Катя сразу же узнала себя. Фото было сделано в ресторане, на Дне рождения ее подруги. Катя стоит с бокалом в руке, в синем бархатном жакете, с распущенными по плечам волосами. Вот ведь, блин, какое неудачное совпадение. Спасибо хоть ресторан другой. Она и забыла совсем, как мимолетно удивилась, обнаружив, что при обыске у нее изъяли эту фотографию.
Заморевич положил перед Катей оба снимка и, довольный произведенным эффектом, поинтересовался нежно:
– И что вы можете на это сказать?
– А что конкретно вы хотите на это спросить?
С таким трудом обретенное терпение начало вновь ускользать от блюстителя закона.
– Вам не кажется, что женщины на обеих фотографиях очень похожи?
Сходство, к превеликому Катиному сожалению, было, и немалое. Но она твердо решила не сдаваться.
– О какой, простите, похожести может речь идти, если одна из женщин снята лицом, а другая спиной? Давайте не будем терять время. Я категорически отрицаю, что принимала участие в застолье, изображенном на предыдущих снимках. И людей, изображенных на фотографиях, я не знаю.
И тут Заморевич поступил абсолютно непрофессионально. Вероятно, сказались прежние бессонные ночи: в объятиях Зинки-шалавы, в беседах с Мироновой, в грязной сваре с женой. Сказались утренняя, привычная перепалка с сыном, абсолютно не желавшим учиться; посторонний стук в двигателе автомобиля, появившийся по дороге; недовольство прокурора стилем работы Заморевича и еще много более мелких неурядиц: натертая нога, очередной проигрыш «Зенита», повышение цены на бензин.
Заморевич побагровел лицом, снова вскочил на ноги и завис над Катей. Катя в предвкушении брызжущей на нее майорской слюны резко отпрянула и потянулась за платком. Заморевич заводил перед ее носом толстым пальцем, грозя, и начал отрывисто выкрикивать:
– Я тебе что, лох чилийский?! Что ты, сука, о себе возомнила?! Я на этом месте столько лет сижу, что тебе и не снилось, и все твои фортеля наперед вижу. Мне фиолетово, что ты будешь нести, я главное знаю: Пояркова за день до вашей встречи в аэропорту полгорода видело, он не мог лететь в самолете, да еще из какой-то сраной Африки. Это раз! У Пояркова нет и не может быть никакой бабы, это два. Потому что он голубого голубей, его только мальчики интересуют. Он пи-да-рас! Пи-дор!..

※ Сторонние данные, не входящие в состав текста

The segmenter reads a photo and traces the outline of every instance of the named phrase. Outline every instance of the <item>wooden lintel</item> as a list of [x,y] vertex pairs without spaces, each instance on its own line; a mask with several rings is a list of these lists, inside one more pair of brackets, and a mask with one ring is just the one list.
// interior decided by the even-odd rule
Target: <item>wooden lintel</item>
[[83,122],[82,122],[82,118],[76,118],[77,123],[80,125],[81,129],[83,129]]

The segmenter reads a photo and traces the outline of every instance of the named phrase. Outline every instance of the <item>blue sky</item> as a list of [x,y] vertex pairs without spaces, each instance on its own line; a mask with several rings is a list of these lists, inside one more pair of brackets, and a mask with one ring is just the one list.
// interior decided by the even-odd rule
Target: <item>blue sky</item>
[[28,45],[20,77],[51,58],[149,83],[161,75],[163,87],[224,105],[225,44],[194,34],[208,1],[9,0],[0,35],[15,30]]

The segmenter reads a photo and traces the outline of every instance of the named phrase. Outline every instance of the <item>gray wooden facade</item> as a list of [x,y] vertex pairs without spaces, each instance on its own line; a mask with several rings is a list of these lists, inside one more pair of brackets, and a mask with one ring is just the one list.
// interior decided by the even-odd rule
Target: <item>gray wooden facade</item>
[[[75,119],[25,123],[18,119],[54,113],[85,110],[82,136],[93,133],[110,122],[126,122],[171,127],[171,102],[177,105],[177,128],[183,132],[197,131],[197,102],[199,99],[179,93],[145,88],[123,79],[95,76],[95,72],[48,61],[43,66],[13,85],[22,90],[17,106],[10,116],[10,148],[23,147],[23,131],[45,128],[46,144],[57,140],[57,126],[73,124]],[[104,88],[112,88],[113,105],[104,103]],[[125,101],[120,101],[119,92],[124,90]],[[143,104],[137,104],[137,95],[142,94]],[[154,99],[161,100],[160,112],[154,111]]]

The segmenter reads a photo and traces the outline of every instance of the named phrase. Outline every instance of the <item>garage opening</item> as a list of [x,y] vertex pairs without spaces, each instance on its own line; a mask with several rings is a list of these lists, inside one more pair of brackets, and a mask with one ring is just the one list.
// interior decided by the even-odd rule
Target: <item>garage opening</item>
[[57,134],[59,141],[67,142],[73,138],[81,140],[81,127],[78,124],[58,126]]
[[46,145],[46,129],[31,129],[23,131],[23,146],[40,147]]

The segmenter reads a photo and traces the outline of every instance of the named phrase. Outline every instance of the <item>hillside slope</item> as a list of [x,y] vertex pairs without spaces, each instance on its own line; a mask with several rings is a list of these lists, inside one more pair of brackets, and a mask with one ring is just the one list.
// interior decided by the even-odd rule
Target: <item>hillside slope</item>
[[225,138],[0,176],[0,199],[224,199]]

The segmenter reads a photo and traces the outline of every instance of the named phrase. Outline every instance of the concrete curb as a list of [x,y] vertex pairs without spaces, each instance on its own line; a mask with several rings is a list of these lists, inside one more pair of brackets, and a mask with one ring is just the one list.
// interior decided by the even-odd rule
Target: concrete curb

– Педераст, – машинально поправила Катя.
Заморевич чуть не взорвался.
– Гей! Гомосексуалист! Мужиков в жопу трахает! Я совершенно точно знаю, что в аэропорту он должен был забрать товар, и ты подтвердила, что виделась там с ним. По каким-то причинам передача не состоялась, и ты сама потащилась к нему домой, по заведомо известному тебе адресу. И вместо того, чтобы выдать добровольно наркоту, по-хорошему выдать, ты втюхиваешь мне старые, никому не нужные сопливые письма и утверждаешь, что с Поярковым здесь не была!..
Заморевич отвел палец от Катиного лица и ткнул им в то фото, с водкой. Палец попал в маленького в золотых очках.
– Да вот он, Поярков!
Кате снова понадобилось время на осмысление. Поярков с ней не летел. Поярков – голубой. У Кати где- то наркота. А самое главное, Поярков – это худенький «бухгалтер» в очках. Ладно бы еще здоровенный детина с собачьей цепью на шее, но этот…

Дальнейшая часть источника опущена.